Las películas que justificaron el 2022 y unas palabras más.

Es el clásico momento de las listas, los balances, las discusiones por participar o no en convocatorias a votar en diversos sitios, las quejas por las elegidas, el vedetismo, la figuración, los que critican los mismos espacios donde envían sus títulos preferidos, los que exigen un programa político detrás de cada elección, los que acusan de académicos a otros y después colaboran con elegancia en sus mismos espacios, y los académicos que se pretenden faros del mundo hacia quienes escriben sobre películas. En fin, de todo un poco en esta ensalada que es el mundo de la opinión sobre cine. Lo bueno de tener un espacio propio es no deberle nada a nadie ni rendirle pleitesía a ningún genio circundante. Estas películas que enuncio a continuación representan para mí lo mejor que he podido ver en este año. El orden no altera el placer y el interés que me generaron. Cada una va acompañada de algo que escribí sobre ellas oportunamente. He incluido algún título que en su momento no me despertó demasiado entusiasmo, sobre todo en el contexto de los festivales, pero que he vuelto a ver y las impresiones han variado. Agrego unas palabras sobre una película hecha en mi ciudad, Mar del Plata, que envié a su director, porque lo sentí así. Buen año y que el 2023 nos encuentre aturdidos de música y cine para alimentar el alma.

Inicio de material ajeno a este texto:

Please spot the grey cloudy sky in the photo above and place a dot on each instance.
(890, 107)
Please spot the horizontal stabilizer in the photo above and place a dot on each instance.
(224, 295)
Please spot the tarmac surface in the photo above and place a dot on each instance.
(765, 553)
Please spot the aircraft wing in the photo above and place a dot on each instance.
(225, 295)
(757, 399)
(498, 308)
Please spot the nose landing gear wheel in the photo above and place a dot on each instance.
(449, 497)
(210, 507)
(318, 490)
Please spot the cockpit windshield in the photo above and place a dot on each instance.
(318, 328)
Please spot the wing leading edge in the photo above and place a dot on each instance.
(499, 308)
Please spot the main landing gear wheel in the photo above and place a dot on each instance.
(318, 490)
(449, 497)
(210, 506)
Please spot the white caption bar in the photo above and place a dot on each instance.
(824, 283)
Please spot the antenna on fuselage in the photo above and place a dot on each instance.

Tales of the Purple House (Abbas Fahdel)

En principio, algo distingue a esta película de otras actuales. Se trata de un ensayo poético donde la pandemia no es una excusa para la victimización emocional, al contrario, un motor expresivo para acrecentar el compromiso político de Abbas Fahdel y su sensibilidad estética. Todo esto, logrado gracias a su implacable poder de observación y a la presencia de Nour Ballouk, quien no solo pinta imágenes sino versos. Tales of the Purple House está estructurada en tres partes, una división que parece remitir a uno de los niveles discursivos posibles, aquel que conduce al orden mítico, porque antes que los humanos, antes que las guerras y toda la injusticia, hay un mundo, una tierra hermosa y allí está voz de Ballouk para referirnos el principio de los tiempos con un plano maravilloso. Por ende, la naturaleza será una de las protagonistas, amparada en una mirada que no deja de declarar su amor a una tierra castigada por conflictos bélicos y bombardeos constantes. Frente a las inevitables imágenes televisivas que delinean otro nivel enunciativo para marcar los tonos de la realidad política, están las otras, producto de una lente que crea poesía, que transforma cada rincón de ese pequeño refugio en un universo agigantado en la pantalla. Solo una atención dedicada como la de Fahdel puede articular escenas del estilo y dar cuenta de la modestia de quien entiende que nada somos sin los animales ni la tierra que habitamos. Por ello, sus gatos (ya consagrados al altar de la comedia) arman una historia aparte con sus caricias, sus juegos disputándose alguna laucha, las plantas, los insectos, todo aquello que se integra a la vida cotidiana en una paz que se ve constantemente amenazada. El tiempo cosmológico no es igual al tiempo de las urgencias políticas. Pero Fahdel y Ballouk no se recluyen para ignorar lo que ocurre en el Líbano, y más específicamente en Beirut. Allí también se inserta el discurso comprometido, allí surgen los actos de resistencia, la participación en marchas y los relatos del dolor, de familias disgregadas por la circunstancia que les toca vivir. Por supuesto, a todo esto, encima, se le suma la pandemia. La ética del documentalista es completa: se vive para crear, pero jamás para dar la espalda a la realidad.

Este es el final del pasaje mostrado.